My uncle died on Tuesday morning. He found out about a month ago that he had lung cancer, went into the hospital last Friday, and died on Tuesday. This has all been very sudden. I guess I should say that he's not my "current" uncle, but one in a long string of husbands to my mom's sister. She and my (ex)uncle have been divorced for about two years now, but I grew up with Billy as my uncle, so I've continued to treat him as such, at least in conversation. I haven't actually seen Billy since just after their divorce becuase my aunt made it clear that she didn't want any of us seeing him anymore, despite the fact that her oldest son (from an earlier marriage) moved in with Billy after she moved out.

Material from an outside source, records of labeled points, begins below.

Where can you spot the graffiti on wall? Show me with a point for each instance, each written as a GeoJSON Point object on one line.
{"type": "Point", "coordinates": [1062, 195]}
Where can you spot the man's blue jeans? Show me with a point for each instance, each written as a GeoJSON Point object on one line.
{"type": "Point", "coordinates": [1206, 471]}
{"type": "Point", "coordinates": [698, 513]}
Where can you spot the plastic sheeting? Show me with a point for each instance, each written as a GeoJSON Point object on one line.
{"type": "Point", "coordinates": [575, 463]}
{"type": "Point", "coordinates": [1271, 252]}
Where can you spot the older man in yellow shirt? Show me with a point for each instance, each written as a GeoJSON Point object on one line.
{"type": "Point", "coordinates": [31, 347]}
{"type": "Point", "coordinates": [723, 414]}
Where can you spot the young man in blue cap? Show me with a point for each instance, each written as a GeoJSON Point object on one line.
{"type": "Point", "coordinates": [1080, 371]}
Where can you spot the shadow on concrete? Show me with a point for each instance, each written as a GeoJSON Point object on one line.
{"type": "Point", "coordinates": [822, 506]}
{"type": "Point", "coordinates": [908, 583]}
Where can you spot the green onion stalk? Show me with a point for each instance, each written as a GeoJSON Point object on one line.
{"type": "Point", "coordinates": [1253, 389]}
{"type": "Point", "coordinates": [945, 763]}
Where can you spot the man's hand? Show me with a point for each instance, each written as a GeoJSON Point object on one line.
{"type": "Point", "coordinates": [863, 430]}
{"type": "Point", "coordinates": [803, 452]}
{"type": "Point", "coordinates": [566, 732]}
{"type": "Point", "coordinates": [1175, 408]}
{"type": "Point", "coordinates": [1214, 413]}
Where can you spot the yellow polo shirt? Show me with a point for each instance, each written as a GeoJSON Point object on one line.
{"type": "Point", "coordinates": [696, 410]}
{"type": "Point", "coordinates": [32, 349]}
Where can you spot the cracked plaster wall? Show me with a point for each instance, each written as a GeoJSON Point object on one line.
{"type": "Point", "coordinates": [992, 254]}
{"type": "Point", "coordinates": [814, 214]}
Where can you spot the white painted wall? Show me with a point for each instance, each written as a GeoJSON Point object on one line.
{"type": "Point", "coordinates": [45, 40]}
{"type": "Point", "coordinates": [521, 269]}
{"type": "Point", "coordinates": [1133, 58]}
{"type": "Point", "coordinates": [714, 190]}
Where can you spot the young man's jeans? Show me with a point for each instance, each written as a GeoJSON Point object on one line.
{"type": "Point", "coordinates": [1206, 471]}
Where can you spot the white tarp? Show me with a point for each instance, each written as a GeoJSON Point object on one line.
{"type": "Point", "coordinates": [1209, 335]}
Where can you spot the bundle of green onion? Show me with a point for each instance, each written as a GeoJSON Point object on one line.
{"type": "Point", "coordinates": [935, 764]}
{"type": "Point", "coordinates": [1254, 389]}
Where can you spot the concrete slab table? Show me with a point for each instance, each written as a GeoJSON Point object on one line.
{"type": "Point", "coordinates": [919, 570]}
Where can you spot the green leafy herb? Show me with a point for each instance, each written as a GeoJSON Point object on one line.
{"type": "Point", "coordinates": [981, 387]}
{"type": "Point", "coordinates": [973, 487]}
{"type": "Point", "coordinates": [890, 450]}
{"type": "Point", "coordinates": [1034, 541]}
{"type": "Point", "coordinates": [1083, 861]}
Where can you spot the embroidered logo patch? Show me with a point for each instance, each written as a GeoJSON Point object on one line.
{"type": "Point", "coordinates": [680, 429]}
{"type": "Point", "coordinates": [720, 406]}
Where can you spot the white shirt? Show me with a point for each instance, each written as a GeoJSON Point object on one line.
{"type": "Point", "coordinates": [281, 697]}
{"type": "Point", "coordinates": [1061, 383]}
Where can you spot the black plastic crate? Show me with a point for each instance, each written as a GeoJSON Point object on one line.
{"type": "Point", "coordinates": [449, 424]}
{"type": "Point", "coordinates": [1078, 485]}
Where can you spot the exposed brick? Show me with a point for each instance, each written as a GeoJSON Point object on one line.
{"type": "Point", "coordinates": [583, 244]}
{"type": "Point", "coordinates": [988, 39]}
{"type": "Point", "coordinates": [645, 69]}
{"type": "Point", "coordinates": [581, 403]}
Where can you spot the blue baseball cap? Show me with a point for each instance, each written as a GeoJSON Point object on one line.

So Billy leaves behind an ex-wife, a would-be-fiance, a 22 year old step-son, and a 16 year old biological son, not to mention numerous nieces, nephews, cousins, and his own brothers and sisters. Chris, the 16 year old son, called me on Sunday to let me know that his dad was in the hospital, and we talked for a while about how everything would be okay, no matter the outcome, and I told him his dad loves him very much and that Billy was strong and so on and so forth...I'll be honest, I really thought Billy would pull through, at least for now. Maybe it's because my only information about his condition was coming from a 16 year old, or maybe there was too much wishful thinking involved, but either way, I didn't see this coming.
The funeral is tomorrow at two'o'clock in south Texas. I miss my uncle.